Review: Cody Brant – Tapes (1997-2020) (self-released, Nov 6)

Between this new(ish) digital-only release and the very limited tape run of Found Cassettes Volume 1 on Research Laboratories this month, Nevada multimedia artist Cody Brant has cemented himself as both a dedicated collector and compelling curator of ephemeral cassette recordings: leftovers from family events, hilarious rants and shower thoughts, children’s choir tracks, lame prank calls and belligerent radio shock jocks, noises of things much less recognizable. Tapes (1997-2020) is more of a conventional (relatively speaking, of course) artistic effort than Found Cassettes, for here the tracks are not strictly divided based on their source but rather collaged more arbitrarily together into extended untitled pieces, as well as augmented by Brant’s typical approach of warbly tape wankery and sloppy loops.
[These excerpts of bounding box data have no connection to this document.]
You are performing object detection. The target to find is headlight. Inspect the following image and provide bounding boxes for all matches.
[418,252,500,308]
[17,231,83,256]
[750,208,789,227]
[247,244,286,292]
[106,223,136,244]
There’s a certain responsibility one takes on in doing this sort of sonic recycling; the many speakers and voices that populate the verbal sections of Tapes are protected by a layer of anonymity already, but the individual exhuming these remnants of intimate moments or simply mundane slices of life owes it to the sounds’ original owners to harness it in a respectful way, an implicit but important understanding certainly present in Brant’s work no matter how raw or unadulterated the samples he’s amassed are. This sprawling but deeply immersive stroll through a familiar reality busted at the seams is everything that gravedigger-bricolage should be: messy, nostalgic, inexplicably evocative and emotional, and above all fascinatingly strange. Come wade through the mud of memory.